90. A very large part of the economy which has been accomplished in railroad transportation during recent years has been due to improvements in the construction of freight-cars. In this chapter we must ignore altogether the improvements of passenger-cars, since development in passenger-car construction has followed the lines of increase in weight and in the allowable luxury of travel, rather than along economical lines. Improvements have likewise been made to increase the safety of train operations, such as improvements in couplers, air-brakes, etc. But the improvements in car construction which have tended toward economy in railroad operation have been practically confined to freight-cars. These improvements consist chiefly in increasing the strength of the car and its capacity, without proportionately increasing its deadweight. This reduction in the ratio of dead load to live load has been one of the most potent causes in the reduction of freight-charges. But these heavier cars have absolutely required improved couplers, which are not only more capable of handling the heavier loads but are less subject to deterioration and breakage. Another very potent means of economy in the handling of freight-trains is the application of air-brakes to freight-cars. In fact the very heavy trains now operated on some roads could not be safely handled, especially at such speeds as are used, without the adoption of all these improvements.

91. Weight Of Cars

The statistics furnished by the Interstate Commerce Commission give a very accurate idea of the capacity of the freight-cars used in the United States. The total number reported in 1910 was 2,133,531, with an aggregate capacity of 76,578,735 tons. The average capacity is thus about 36 tons, which is a very great increase over the corresponding figures of a few years ago. The report showed in the lightest class 1894 cars with an average capacity of 6 tons, nearly one-third of them being coal-cars. At the heavy end of the list was one car with a capacity of 280,000 pounds. Nearly 30% of the total number have the same capacity as the average (36 tons), and about 17% have a capacity of 50 tons. The increase in the average capacity during a single year was about one ton. This statement alone is a significant commentary on the economy which has been universally demonstrated in the use of cars of large capacity.

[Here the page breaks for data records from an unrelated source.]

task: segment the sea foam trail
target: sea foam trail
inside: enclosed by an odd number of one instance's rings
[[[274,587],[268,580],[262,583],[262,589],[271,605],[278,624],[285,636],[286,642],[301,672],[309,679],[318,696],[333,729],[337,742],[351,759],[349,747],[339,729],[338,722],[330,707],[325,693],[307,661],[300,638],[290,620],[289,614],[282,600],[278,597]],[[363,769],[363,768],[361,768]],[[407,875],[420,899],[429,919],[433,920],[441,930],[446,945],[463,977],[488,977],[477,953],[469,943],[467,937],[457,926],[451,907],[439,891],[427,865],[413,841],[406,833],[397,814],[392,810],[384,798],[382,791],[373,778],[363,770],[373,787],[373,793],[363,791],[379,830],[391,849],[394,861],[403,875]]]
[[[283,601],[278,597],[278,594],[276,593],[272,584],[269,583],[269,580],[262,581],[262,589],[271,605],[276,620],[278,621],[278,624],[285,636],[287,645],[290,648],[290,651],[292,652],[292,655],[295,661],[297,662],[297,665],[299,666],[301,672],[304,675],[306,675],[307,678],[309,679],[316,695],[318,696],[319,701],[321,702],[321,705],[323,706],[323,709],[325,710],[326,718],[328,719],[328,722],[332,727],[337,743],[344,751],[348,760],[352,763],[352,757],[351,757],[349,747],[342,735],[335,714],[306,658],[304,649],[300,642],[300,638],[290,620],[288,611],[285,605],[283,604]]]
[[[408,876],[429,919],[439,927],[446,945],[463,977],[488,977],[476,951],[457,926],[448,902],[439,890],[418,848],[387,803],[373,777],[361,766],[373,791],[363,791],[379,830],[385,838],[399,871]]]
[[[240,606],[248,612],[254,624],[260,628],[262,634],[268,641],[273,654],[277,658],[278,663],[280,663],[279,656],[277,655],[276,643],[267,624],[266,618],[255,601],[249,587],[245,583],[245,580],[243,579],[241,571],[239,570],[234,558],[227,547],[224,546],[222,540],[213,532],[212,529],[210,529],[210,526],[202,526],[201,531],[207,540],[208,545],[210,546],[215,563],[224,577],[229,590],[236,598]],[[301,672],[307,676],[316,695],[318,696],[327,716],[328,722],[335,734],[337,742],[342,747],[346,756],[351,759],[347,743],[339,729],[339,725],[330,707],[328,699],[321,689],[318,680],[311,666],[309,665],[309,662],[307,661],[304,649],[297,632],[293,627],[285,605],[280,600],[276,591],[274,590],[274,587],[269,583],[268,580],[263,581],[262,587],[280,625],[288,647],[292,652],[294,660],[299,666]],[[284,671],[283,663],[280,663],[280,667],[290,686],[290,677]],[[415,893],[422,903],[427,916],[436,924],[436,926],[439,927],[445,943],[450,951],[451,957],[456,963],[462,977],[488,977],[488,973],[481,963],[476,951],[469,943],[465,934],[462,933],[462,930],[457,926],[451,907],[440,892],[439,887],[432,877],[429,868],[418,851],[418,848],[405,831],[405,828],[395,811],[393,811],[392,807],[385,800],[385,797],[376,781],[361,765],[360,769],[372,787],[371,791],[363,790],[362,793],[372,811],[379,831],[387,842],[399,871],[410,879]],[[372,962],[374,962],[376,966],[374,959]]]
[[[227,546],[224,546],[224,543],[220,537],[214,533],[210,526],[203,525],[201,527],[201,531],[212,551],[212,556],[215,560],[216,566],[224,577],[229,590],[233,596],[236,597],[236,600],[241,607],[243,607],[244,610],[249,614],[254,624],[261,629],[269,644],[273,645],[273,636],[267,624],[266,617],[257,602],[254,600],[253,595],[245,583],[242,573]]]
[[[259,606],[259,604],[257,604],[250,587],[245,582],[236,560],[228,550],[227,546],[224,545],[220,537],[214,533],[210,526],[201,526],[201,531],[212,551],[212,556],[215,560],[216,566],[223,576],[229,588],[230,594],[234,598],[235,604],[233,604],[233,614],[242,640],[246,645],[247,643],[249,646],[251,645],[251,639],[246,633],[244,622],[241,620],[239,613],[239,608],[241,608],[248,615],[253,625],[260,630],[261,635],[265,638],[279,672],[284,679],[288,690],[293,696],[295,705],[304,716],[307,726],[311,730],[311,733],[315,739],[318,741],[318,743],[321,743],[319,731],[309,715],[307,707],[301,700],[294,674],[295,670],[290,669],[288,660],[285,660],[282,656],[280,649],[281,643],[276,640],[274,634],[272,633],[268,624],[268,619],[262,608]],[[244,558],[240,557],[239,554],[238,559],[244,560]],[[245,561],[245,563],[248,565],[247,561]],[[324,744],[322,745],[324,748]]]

92. Ratio Of Live Load To Dead Load

A. M. Wellington, writing in 1885, gave as the weight and capacity of a "new standard box-car" 24,800 and 50,000 pounds respectively. The corresponding figures for the "old" standard cars were 20,900 and 30,000 respectively. The "new standard cars," therefore, had a carrying capacity of little over twice their dead-weight, while the carrying capacity of the old standard was about 144% of the deadweight. Since then, cars with a carrying capacity of 60,000, 80,000 and even 100,000 pounds have become not only common, but now standard. As an average figure, we may say that the car with a carrying capacity of 100,000 pounds will weigh about 38,500 pounds. The ratio of live load to dead load has been increased from 144% to 260%. When freight-cars are used to the limit of their capacity (at least in the direction of heaviest traffic), they are frequently loaded with a live load that is about 10% greater than their rated capacity. It is thus seen that the heaviest cars can be, and frequently are, loaded with a load which is about 2.86 times the dead load. There is, therefore, no exaggeration in the subsequent calculations on tonnage ratings to consider that a train of fully loaded cars has a live load which weighs twice the dead load. In fact, such a statement is conservative, considering what may be done and sometimes is done.